Homemade rinks getting iced



By Elianna Lev

There seems to be a war being waged on an iconic and beloved Canadian pastime — homemade hockey rinks. An Edmonton family is the latest to face a fine for building a rink on a pond close to the back of their home.

Morgann and Brian Tomlinson spent $250 on 30 metres of hose so they could flood the rink and smooth over the ice with the intention of skating on it for New Year’s Eve. But the afternoon before New Year’s Eve, two park rangers issued them a $100 ticket for modifying land in a way likely to cause injury. The family plans to fight the ticket in provincial court.

This isn’t the first time makeshift rinks have raised the ire of local officials in Canada.

· In January 2015, an Ajax, Ont. family were told to take apart a makeshift hockey rink they’d built on their front lawn with blue tarpaulin and metre-high boards. If they didn’t they were threatened fined $25,000. This came after an anonymous neighbour claimed that the structure was unsightly. The family were later told they were allowed to keep the rink up.

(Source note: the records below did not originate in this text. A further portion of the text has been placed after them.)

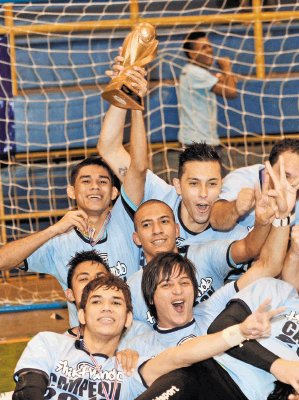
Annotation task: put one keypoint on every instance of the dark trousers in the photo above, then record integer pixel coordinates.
(206, 380)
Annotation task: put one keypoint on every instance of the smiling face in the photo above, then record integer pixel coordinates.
(93, 190)
(202, 52)
(84, 273)
(199, 186)
(156, 230)
(105, 313)
(174, 299)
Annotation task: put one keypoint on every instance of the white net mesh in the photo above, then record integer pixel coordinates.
(53, 66)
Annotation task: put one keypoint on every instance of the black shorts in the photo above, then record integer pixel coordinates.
(206, 380)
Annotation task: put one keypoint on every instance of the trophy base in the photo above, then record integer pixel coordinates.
(121, 95)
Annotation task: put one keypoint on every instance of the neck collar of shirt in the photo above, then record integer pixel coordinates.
(184, 226)
(79, 344)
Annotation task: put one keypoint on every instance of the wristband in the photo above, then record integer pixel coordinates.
(280, 222)
(233, 336)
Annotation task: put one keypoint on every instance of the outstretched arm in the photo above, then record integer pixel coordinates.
(110, 143)
(290, 271)
(134, 179)
(250, 247)
(203, 347)
(273, 253)
(225, 214)
(227, 82)
(252, 352)
(14, 253)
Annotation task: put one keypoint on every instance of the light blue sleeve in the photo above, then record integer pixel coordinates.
(206, 312)
(212, 259)
(266, 288)
(241, 178)
(137, 328)
(43, 259)
(39, 353)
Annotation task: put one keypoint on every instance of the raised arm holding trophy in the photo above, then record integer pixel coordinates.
(139, 49)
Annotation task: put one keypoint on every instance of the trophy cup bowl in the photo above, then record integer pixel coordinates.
(139, 49)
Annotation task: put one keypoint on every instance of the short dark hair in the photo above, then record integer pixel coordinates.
(282, 146)
(80, 257)
(165, 263)
(109, 282)
(198, 151)
(151, 201)
(93, 161)
(190, 39)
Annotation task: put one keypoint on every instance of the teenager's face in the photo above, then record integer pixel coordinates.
(203, 52)
(84, 273)
(156, 230)
(174, 300)
(93, 190)
(291, 165)
(106, 313)
(199, 186)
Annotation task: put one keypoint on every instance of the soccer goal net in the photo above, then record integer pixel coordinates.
(53, 58)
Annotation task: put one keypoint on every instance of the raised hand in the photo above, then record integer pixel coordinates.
(244, 201)
(265, 206)
(283, 192)
(224, 64)
(136, 74)
(258, 324)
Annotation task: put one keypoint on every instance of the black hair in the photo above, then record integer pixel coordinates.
(190, 39)
(152, 201)
(108, 282)
(80, 257)
(93, 161)
(291, 145)
(198, 151)
(164, 264)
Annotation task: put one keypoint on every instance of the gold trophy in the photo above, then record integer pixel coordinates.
(139, 49)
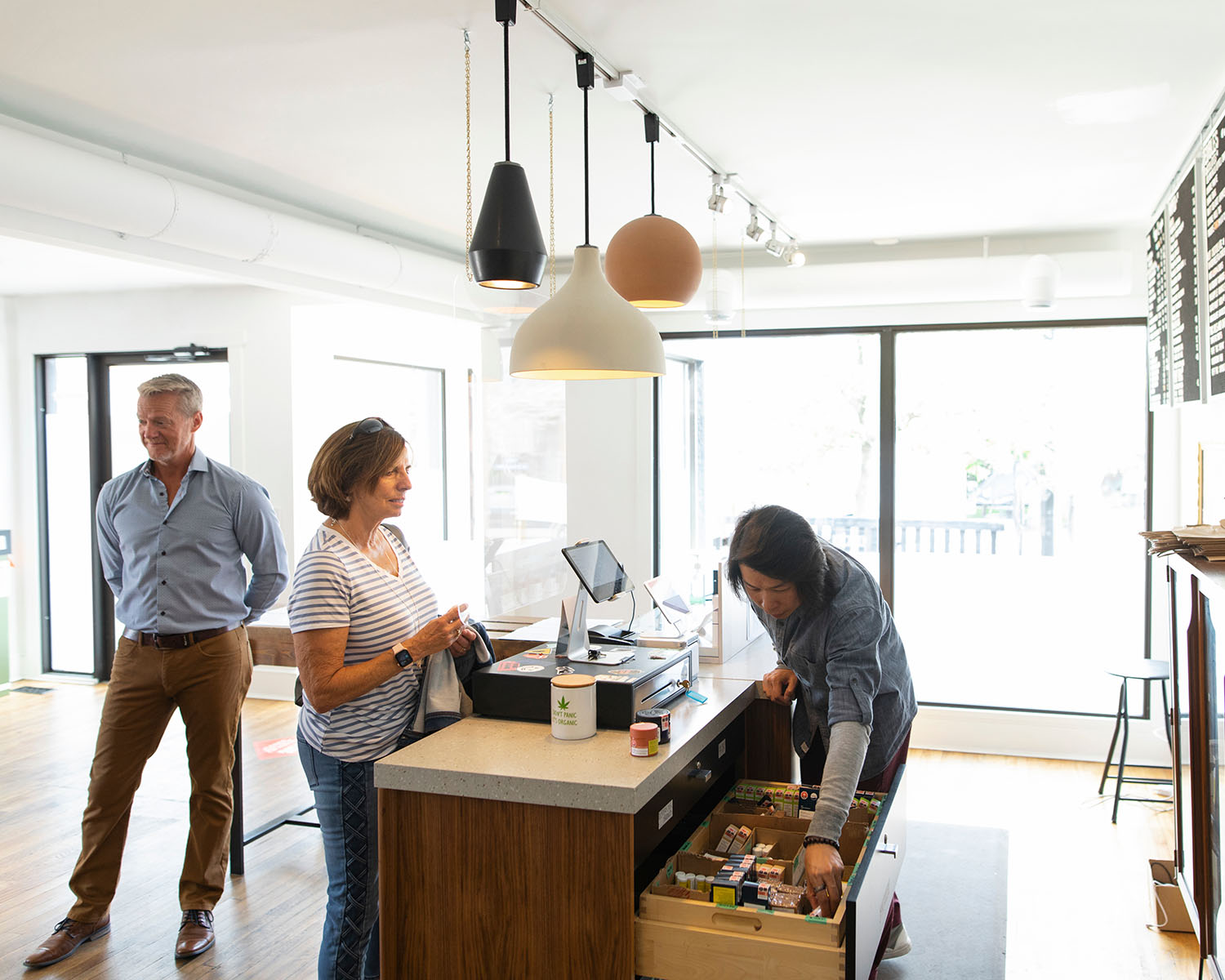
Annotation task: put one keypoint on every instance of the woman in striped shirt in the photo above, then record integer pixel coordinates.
(363, 621)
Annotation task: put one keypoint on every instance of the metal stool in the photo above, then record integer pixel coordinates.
(1142, 670)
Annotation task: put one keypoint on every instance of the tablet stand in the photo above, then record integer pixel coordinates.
(572, 632)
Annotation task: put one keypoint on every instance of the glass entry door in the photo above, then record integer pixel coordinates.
(88, 434)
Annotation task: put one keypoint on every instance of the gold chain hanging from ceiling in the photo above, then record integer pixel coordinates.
(553, 252)
(715, 274)
(467, 97)
(744, 306)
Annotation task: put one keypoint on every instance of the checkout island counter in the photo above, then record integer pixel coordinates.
(506, 853)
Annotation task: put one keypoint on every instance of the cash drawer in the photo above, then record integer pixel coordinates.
(664, 821)
(678, 938)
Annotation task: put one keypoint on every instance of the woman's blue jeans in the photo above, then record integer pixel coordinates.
(348, 816)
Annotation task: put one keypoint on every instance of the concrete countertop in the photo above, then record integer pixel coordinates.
(522, 762)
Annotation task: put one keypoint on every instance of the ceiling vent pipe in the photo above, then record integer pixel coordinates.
(44, 176)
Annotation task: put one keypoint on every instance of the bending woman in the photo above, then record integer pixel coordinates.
(364, 621)
(843, 664)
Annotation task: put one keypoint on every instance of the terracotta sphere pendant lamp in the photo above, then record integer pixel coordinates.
(653, 262)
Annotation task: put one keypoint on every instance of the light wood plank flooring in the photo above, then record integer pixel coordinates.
(1078, 893)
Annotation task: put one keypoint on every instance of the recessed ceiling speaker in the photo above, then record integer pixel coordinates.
(1040, 282)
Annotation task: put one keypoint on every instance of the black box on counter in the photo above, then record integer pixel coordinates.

· In 2013, families in Montreal were gutted to find out the city had covered a makeshift alleyway rink with gravel and salt, after a neighbour complained of slippery conditions. Other homemade ice rinks popped up after the alleyway rink was destroyed.

· Also in 2013, the community of Chestermere, near Calgary, which had planned to build and insure a local pond hockey league, was told it wouldn’t happen due to liability issues. (Another rink was built a few months later.)

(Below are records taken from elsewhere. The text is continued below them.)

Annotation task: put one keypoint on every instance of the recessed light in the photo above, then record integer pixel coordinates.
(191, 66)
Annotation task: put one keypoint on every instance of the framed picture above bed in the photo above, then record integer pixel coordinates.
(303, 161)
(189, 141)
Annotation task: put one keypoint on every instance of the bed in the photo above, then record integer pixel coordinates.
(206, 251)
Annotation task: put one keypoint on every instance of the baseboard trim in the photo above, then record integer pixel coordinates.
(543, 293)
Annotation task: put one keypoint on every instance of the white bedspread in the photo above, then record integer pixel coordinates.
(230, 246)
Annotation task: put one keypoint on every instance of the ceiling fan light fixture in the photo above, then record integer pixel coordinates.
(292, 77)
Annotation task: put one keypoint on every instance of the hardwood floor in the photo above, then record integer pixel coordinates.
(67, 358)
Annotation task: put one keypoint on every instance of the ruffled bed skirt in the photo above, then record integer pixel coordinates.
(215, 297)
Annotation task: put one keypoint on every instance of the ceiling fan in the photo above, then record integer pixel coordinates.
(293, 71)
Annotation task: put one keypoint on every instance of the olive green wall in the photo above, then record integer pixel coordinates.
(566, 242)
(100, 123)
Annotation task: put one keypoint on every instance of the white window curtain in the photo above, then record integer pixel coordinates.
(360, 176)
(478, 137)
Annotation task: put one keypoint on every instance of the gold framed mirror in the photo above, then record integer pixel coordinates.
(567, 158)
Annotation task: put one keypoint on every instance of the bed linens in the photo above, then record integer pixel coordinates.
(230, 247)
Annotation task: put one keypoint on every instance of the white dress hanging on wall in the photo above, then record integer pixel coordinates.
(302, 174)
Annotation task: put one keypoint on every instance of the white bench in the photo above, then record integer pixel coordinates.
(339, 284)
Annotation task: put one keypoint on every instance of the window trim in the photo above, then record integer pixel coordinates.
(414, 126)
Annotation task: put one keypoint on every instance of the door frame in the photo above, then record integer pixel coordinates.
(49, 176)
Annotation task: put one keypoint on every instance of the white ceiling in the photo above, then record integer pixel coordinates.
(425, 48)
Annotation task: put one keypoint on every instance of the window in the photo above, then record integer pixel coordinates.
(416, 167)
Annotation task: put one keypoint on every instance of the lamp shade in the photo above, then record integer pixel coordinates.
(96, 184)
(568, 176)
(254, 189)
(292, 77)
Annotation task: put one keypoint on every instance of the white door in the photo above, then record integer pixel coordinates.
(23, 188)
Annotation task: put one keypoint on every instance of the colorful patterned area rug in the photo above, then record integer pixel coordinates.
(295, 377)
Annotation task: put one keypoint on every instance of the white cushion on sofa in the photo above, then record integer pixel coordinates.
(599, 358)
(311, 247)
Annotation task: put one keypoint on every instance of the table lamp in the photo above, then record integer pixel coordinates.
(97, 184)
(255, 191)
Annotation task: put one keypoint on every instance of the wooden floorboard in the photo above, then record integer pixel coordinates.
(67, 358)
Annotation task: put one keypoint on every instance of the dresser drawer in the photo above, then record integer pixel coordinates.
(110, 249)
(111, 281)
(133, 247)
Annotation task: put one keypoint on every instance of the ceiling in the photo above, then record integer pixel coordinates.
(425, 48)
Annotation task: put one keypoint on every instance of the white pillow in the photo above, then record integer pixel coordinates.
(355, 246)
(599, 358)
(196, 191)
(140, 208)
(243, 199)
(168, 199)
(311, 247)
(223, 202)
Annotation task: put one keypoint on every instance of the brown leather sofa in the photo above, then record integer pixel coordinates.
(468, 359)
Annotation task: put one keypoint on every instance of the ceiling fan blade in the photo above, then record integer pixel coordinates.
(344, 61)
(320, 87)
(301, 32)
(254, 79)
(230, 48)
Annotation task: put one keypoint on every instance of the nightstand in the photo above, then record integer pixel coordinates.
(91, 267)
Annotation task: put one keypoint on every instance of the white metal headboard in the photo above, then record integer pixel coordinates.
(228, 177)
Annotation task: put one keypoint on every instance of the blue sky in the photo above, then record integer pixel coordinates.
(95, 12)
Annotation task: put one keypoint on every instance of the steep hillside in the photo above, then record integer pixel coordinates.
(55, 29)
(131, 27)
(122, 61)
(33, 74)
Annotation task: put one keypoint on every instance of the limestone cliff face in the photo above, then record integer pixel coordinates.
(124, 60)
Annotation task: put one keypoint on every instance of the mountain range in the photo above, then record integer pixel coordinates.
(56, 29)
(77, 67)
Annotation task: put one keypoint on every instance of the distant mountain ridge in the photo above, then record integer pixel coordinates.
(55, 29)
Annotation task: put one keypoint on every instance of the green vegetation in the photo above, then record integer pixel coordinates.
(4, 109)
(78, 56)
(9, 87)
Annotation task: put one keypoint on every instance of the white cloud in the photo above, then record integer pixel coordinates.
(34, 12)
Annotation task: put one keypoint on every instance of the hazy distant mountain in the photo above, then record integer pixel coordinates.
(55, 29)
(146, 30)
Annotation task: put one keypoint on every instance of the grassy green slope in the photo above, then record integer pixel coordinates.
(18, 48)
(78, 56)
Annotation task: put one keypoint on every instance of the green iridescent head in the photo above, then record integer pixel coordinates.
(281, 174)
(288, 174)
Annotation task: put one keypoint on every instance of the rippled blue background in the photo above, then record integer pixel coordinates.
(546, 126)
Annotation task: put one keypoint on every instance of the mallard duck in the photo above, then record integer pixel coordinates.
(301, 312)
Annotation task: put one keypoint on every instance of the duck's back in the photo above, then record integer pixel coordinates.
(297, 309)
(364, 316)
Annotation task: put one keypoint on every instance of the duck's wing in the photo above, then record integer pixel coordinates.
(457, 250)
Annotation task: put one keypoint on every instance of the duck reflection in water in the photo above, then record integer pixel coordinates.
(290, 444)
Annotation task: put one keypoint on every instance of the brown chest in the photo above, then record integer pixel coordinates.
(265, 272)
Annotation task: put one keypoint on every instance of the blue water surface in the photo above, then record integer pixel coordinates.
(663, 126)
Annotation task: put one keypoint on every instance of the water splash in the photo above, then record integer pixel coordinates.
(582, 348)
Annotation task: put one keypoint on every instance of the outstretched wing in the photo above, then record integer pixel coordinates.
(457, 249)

· In January 2010, city officials in Mississauga, Ont., put signs up around a man-made rink on Lake Aquitaine, forbidding people from walking or skating on it.

Hockey is not alone as an outdoor sport on the radar of city officials.

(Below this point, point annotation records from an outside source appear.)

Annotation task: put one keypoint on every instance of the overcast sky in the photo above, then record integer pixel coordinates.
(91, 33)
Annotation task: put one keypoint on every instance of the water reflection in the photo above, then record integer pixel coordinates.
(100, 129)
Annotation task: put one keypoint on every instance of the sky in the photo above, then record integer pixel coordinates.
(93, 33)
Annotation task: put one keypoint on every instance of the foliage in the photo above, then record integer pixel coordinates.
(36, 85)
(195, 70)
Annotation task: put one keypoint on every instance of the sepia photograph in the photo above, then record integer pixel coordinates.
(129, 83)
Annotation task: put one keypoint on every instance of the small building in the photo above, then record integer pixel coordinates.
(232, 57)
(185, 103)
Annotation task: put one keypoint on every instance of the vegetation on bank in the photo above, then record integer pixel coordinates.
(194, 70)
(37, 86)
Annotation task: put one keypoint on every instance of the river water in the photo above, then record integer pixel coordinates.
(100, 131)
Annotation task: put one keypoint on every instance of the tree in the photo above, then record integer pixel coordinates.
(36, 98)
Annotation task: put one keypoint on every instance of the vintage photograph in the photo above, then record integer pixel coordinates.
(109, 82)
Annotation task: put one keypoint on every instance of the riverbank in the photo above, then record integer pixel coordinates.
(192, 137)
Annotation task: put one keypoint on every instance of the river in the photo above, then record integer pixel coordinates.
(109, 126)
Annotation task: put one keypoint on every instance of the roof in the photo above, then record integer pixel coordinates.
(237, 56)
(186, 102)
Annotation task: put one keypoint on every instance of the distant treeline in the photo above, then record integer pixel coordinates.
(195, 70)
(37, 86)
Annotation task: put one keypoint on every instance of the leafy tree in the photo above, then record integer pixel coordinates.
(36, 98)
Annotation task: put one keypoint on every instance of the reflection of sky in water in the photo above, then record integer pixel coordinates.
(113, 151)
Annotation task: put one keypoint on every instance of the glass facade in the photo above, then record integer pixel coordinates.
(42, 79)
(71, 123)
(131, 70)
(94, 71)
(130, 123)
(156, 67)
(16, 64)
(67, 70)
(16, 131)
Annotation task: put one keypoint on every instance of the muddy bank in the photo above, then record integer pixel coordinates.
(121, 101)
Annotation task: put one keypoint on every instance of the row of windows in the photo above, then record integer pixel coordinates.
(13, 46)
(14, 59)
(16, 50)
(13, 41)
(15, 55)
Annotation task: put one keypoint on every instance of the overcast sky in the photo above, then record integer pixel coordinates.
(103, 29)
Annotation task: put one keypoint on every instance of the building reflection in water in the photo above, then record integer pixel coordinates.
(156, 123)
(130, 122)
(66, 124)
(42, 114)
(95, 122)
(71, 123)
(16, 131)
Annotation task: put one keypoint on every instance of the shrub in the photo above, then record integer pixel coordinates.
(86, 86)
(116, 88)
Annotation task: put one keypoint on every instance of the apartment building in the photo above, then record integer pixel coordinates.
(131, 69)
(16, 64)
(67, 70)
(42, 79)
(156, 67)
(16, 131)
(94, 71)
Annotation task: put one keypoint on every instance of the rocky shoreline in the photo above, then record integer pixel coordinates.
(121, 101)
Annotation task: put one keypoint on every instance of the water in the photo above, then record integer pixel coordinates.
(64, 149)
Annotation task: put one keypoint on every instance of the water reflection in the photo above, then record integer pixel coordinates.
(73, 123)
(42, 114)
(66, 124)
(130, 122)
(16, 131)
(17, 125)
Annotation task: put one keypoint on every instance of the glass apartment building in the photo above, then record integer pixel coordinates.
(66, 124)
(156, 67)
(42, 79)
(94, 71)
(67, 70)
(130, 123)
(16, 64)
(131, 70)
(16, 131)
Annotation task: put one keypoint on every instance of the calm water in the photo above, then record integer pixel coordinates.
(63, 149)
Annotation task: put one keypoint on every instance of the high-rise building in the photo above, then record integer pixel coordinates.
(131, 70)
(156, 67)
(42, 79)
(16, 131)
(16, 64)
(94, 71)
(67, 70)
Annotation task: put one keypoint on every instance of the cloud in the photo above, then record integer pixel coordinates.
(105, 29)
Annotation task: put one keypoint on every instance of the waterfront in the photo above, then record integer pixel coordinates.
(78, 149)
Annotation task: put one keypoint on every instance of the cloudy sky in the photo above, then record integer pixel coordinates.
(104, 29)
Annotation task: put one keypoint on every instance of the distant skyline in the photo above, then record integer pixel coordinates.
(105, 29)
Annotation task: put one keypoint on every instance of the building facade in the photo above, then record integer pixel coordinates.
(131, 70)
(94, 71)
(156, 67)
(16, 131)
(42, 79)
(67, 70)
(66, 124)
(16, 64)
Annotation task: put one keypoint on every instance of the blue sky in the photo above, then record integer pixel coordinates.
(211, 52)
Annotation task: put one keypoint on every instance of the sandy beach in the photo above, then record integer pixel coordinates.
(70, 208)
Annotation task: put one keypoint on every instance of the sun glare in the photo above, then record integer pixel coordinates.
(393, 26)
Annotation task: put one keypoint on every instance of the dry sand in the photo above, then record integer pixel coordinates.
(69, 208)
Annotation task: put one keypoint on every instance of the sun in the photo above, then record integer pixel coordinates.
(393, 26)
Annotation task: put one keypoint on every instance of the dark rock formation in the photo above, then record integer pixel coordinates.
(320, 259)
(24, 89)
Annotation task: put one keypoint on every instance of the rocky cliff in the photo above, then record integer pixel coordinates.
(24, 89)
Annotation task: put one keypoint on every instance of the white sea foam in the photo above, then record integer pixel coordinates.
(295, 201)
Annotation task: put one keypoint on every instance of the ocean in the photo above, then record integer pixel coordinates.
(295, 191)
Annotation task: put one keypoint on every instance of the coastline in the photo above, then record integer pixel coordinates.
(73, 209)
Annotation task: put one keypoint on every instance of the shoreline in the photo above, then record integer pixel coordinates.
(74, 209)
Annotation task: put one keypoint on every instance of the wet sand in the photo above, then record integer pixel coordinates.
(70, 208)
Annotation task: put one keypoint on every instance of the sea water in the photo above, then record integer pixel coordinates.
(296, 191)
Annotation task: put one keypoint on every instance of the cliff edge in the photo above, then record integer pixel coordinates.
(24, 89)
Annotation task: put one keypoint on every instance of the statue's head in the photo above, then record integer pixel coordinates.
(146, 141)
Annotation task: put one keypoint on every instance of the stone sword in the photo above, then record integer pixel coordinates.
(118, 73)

In May, Celia Johnstone of Toronto came home to a bylaw violation notice hanging on the free-standing basketball net set up by her sons on the edge of their east-end front lawn. It gave them two weeks’ notice to take the net away from the road, as it stood in the city’s right-of-way.

In August, an Oshawa, Ont., family was fined $250 for a basketball net on their property. Neighbours had complained that the basketball net on Lisa Roberto’s driveway was positioned in a dangerous part of the road. Jay Triano, who used to coach with the Toronto Raptors, heard about the story and ended covering the fees for the family.